Stream in Alger Park, DC, during restoration

The lower section of the stream in the District of Columbia’s Alger Park was in need of restoration but had only a slight grade and more room to broaden the floodplain. (Courtesy of DC Department of Energy & Environment)

The crew started from the top of the hill and worked their way down. One of the biggest challenges was keeping the sand where they’d put it when it a heavy rain hit the site. Piping high flows away from the newly deposited sand was difficult.

“A couple times, we had to go to the bottom end of the site and collect our sand,” Epp said.

Over time, the sand was covered with a stone and cobble mix to keep it in place. The banks were graded to provide a more gradual slope, then covered with soil stabilization matting and plants.

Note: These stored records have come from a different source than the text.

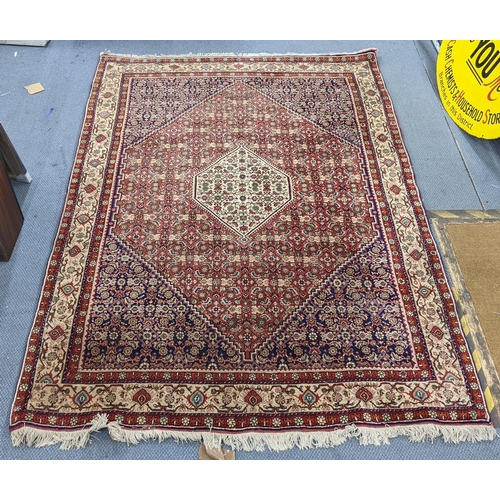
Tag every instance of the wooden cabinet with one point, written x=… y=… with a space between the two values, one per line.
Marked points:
x=11 y=217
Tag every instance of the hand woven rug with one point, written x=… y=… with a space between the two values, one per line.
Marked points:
x=244 y=259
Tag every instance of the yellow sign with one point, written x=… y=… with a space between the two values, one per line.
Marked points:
x=468 y=78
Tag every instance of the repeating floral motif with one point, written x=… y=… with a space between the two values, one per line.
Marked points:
x=298 y=288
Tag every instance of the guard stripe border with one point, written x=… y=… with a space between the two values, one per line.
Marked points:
x=483 y=362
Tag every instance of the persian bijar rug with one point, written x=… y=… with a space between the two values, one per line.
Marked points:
x=244 y=258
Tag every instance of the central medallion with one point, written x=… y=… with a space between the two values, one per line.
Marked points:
x=242 y=190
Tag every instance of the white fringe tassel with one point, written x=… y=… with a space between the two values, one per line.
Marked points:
x=256 y=441
x=68 y=439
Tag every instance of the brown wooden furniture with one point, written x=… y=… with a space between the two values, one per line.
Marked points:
x=11 y=217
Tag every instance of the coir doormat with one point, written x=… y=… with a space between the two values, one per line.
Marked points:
x=243 y=258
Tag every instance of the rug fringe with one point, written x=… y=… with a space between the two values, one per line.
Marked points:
x=31 y=436
x=238 y=54
x=256 y=441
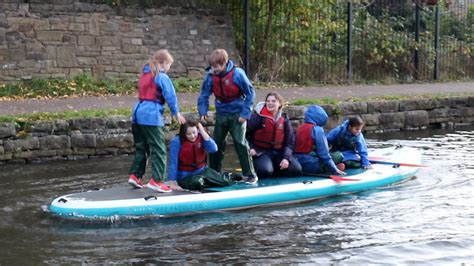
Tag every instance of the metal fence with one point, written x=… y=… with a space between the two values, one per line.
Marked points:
x=334 y=41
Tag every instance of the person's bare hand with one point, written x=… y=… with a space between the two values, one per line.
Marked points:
x=253 y=152
x=284 y=164
x=181 y=118
x=174 y=186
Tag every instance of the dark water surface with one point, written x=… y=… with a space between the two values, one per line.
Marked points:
x=427 y=220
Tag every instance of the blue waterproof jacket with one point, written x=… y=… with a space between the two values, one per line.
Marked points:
x=150 y=113
x=352 y=147
x=241 y=106
x=316 y=115
x=175 y=147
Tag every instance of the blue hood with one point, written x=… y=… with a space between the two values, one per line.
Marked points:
x=146 y=69
x=315 y=114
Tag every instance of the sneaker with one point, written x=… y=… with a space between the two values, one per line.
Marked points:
x=134 y=181
x=341 y=166
x=237 y=177
x=158 y=186
x=251 y=179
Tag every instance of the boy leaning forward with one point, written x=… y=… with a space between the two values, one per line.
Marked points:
x=234 y=98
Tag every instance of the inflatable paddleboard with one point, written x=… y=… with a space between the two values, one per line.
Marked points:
x=129 y=202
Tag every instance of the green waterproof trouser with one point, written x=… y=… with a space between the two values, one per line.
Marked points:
x=230 y=124
x=149 y=142
x=208 y=178
x=337 y=157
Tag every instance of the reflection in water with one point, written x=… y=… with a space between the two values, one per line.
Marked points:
x=427 y=220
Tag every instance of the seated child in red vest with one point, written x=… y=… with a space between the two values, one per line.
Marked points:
x=272 y=138
x=187 y=167
x=349 y=140
x=311 y=147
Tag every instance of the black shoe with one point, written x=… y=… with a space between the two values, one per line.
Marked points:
x=236 y=177
x=251 y=179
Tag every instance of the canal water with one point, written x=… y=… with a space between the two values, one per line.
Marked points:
x=427 y=220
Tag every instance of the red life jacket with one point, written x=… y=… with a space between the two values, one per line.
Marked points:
x=272 y=133
x=304 y=140
x=147 y=89
x=224 y=88
x=192 y=155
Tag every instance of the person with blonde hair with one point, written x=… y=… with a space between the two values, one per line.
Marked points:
x=272 y=139
x=234 y=97
x=155 y=88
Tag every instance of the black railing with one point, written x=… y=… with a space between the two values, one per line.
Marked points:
x=334 y=41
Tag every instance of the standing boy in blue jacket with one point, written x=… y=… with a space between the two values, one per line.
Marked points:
x=349 y=140
x=234 y=95
x=154 y=90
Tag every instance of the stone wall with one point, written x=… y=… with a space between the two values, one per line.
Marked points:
x=59 y=39
x=86 y=138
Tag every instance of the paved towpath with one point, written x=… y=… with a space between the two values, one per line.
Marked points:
x=289 y=94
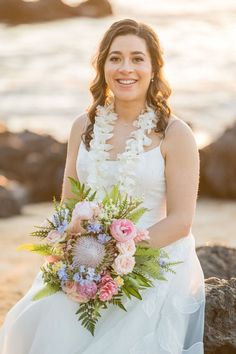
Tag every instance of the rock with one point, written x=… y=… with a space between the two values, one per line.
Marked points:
x=36 y=161
x=220 y=316
x=18 y=11
x=218 y=166
x=217 y=261
x=9 y=205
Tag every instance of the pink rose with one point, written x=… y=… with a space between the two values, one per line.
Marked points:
x=70 y=289
x=55 y=236
x=53 y=259
x=123 y=264
x=85 y=210
x=88 y=290
x=108 y=289
x=127 y=247
x=142 y=235
x=123 y=230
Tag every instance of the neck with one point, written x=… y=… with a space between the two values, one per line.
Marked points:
x=128 y=111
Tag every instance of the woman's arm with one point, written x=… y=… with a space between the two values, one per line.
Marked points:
x=182 y=180
x=72 y=151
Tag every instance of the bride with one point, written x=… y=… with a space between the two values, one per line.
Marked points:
x=129 y=136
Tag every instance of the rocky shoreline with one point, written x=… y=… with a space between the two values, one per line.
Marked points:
x=31 y=170
x=32 y=166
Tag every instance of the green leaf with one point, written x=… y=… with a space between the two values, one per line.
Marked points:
x=44 y=250
x=147 y=251
x=46 y=291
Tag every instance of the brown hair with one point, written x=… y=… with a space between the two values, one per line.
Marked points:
x=159 y=89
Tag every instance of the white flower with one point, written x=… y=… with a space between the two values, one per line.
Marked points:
x=100 y=176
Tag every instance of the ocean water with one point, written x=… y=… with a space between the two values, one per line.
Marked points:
x=45 y=69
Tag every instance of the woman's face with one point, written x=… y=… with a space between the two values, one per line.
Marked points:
x=128 y=68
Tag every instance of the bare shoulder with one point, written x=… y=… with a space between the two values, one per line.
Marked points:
x=179 y=137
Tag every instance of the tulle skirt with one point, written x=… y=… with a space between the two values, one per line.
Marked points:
x=169 y=319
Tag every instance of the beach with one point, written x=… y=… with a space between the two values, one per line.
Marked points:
x=214 y=222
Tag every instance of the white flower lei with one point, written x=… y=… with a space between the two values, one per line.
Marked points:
x=99 y=176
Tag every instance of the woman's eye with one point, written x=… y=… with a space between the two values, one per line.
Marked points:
x=138 y=59
x=114 y=58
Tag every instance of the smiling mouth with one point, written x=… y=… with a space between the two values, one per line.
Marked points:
x=126 y=82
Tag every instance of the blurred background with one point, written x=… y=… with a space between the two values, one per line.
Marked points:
x=46 y=48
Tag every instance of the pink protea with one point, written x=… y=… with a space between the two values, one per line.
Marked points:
x=123 y=230
x=108 y=289
x=142 y=235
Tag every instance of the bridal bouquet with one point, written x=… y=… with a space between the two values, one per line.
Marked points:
x=95 y=254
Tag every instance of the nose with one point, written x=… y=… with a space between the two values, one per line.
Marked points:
x=126 y=66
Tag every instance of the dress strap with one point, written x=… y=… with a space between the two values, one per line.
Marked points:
x=168 y=125
x=86 y=122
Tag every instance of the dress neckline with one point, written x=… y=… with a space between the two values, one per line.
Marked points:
x=140 y=154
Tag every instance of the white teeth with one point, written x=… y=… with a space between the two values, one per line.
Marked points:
x=126 y=82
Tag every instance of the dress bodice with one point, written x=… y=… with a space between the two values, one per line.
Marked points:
x=149 y=177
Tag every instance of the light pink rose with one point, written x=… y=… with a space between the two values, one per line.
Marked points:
x=142 y=235
x=70 y=289
x=53 y=259
x=55 y=236
x=123 y=264
x=85 y=210
x=87 y=290
x=108 y=289
x=127 y=247
x=123 y=230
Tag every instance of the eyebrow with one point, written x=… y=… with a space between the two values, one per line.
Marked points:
x=118 y=52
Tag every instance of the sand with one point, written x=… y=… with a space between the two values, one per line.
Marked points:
x=215 y=222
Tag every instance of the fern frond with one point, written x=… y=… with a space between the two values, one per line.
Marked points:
x=44 y=250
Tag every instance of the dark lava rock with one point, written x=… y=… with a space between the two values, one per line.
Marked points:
x=36 y=161
x=217 y=261
x=218 y=166
x=9 y=205
x=17 y=11
x=220 y=316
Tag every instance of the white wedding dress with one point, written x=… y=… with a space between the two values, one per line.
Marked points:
x=169 y=320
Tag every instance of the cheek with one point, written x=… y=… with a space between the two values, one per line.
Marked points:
x=108 y=71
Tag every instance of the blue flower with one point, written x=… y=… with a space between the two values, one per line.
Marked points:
x=162 y=262
x=62 y=227
x=97 y=277
x=82 y=281
x=82 y=269
x=90 y=271
x=95 y=228
x=76 y=277
x=62 y=273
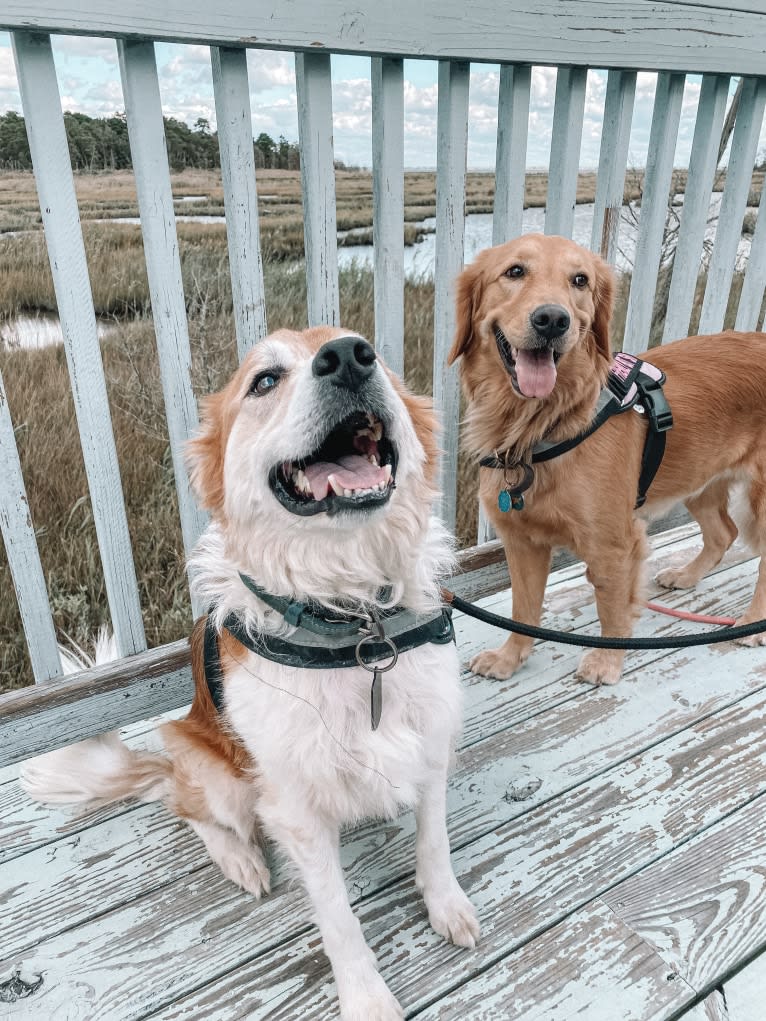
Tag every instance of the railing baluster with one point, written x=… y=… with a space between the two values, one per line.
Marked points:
x=388 y=208
x=510 y=177
x=702 y=168
x=613 y=161
x=24 y=557
x=662 y=141
x=50 y=156
x=511 y=158
x=751 y=298
x=240 y=194
x=318 y=177
x=148 y=152
x=451 y=132
x=569 y=108
x=733 y=203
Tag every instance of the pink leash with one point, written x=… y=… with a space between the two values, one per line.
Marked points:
x=685 y=616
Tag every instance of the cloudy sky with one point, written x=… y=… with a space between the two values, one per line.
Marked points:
x=89 y=82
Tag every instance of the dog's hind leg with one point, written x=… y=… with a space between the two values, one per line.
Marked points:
x=755 y=535
x=710 y=507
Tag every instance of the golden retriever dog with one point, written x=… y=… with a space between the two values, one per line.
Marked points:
x=318 y=468
x=532 y=338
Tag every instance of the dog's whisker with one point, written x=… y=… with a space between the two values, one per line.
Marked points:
x=318 y=711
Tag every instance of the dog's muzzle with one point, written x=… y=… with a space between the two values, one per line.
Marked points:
x=352 y=470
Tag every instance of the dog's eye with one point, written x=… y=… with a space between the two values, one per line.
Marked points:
x=266 y=381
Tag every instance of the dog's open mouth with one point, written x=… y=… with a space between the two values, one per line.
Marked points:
x=532 y=371
x=352 y=470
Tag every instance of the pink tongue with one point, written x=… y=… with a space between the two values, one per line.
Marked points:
x=535 y=373
x=351 y=472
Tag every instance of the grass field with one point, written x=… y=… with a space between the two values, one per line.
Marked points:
x=37 y=381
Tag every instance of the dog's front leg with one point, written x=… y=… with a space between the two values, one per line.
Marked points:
x=449 y=911
x=313 y=843
x=616 y=572
x=529 y=565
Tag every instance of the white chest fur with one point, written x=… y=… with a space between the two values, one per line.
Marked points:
x=309 y=730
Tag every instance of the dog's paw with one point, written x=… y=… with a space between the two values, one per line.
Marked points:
x=496 y=663
x=601 y=666
x=367 y=998
x=246 y=867
x=676 y=578
x=453 y=917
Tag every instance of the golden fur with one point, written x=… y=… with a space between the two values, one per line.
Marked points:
x=584 y=499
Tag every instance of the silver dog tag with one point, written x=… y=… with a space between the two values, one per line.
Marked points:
x=376 y=698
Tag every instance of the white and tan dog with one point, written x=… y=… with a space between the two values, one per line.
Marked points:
x=318 y=469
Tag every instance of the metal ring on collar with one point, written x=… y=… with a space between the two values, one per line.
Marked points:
x=372 y=667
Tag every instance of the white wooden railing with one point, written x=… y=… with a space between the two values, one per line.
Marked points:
x=672 y=37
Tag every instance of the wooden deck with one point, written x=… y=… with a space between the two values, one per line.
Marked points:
x=613 y=840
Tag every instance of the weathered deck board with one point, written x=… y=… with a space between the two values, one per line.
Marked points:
x=745 y=992
x=703 y=919
x=26 y=823
x=524 y=877
x=561 y=792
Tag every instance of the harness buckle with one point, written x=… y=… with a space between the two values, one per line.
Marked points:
x=658 y=408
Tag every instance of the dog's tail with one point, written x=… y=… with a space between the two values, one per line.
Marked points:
x=99 y=770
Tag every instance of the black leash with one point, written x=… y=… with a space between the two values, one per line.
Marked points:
x=595 y=641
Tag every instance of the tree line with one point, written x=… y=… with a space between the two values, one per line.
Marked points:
x=101 y=144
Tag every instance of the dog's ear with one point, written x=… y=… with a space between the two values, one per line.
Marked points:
x=604 y=291
x=467 y=301
x=204 y=453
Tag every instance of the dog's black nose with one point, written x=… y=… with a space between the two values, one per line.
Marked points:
x=347 y=361
x=549 y=321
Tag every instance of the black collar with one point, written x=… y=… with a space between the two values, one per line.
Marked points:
x=631 y=383
x=322 y=639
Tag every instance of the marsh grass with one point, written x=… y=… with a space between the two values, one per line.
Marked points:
x=39 y=395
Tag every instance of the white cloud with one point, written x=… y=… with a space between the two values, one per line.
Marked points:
x=90 y=82
x=9 y=98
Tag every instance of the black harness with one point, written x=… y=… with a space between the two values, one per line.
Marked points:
x=324 y=638
x=631 y=383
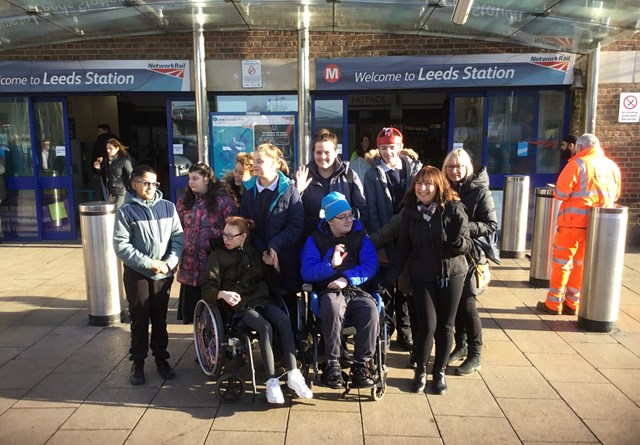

The downstream portion of the stream had only a slight grade, so natural materials like logs and wetland plants were used to slow the water and help remove nutrients.

A series of pools and riffles were also created to provide room for wildlife habitat, of which there had been very little previously.

In all, more than 4,000 native plants and nearly 400 trees were planted in the stream corridor.

Beyond the stream

Healing urban streams requires more than repairing the stream channel itself. The Alger Park project tried to address that by taking the restorative work to the nearby streets and homes.

DC community meeting

Residents of the District of Columbia’s Hillcrest neighborhood attended community meetings to keep informed about the stream restoration project taking place in Alger Park. They also installed rain barrels and rain gardens to help protect the stream. (Courtesy of DC Department of Energy & Environment) 

District officials “knocked on every door in the watershed multiple times,” the award application stated, inviting locals to help with cleanup projects in the stream and educating them about funding for stormwater projects on their properties. Through the District’s RiverSmart Homes and other programs that engage residents in reducing stormwater pollution, the DOEE was able to install 29 rain barrels and seven rain gardens on private properties that drain into the Alger Park stream.

The District Department of Transportation also helped to replace about 200,000 square feet of hardened surfaces with “low-impact development” projects in the watershed. These included permeable pavers that allow water infiltration and 29 small bioretention areas that capture and slowly release water.

“What makes the District different, and at times fun to work for, is that we’re trying to do it all when it comes to watershed restoration,” Burch said. Rather than working on a stream in isolation, all of these efforts together “help residents see how what they do on their property helps the stream below.”

Burch said the collaborative spirit that aided the Alger Park project can be rare. Even if residents are convinced stream restoration would be beneficial, they often don’t appreciate construction occurring in their backyards.

“I understand that,” Burch said. “But, sadly, we’ve created a condition where we have to protect these local waterbodies because we’ve ignored the health of our streams for too long.”

The District is conducting long-term monitoring of the Alger Park stream to measure improvements in pollution reduction. But, so far, the stream and its surroundings have stayed put, despite heavy rains. It even survived 2018, the wettest year on record in DC, before all of the upland work to reduce stormwater was in place.

Though no formal trails wind through the park, residents — now with more reasons to linger by the trickling stream — have formed their own little footpath.


(3) comments

C Melichar

I'm interested in the total change in elevation from the original top of the stream to the lowest part.

Whitney Staff

I will have to circle back to the sources to ask that question; it's a good one.

Whitney Staff

Here's a response from Josh Burch: "The elevation at the top and bottom end of the stream restoration largely stayed the same as they were controlled by the elevations of the outfall pipe and the top and culvert pipe at the bottom. The upper part of the stream restoration was largely a fill project where we filled anywhere from 6 to 20 feet of clean fill to raise the elevation of the stream. The lower part of the stream we lower the elevation by a few feet."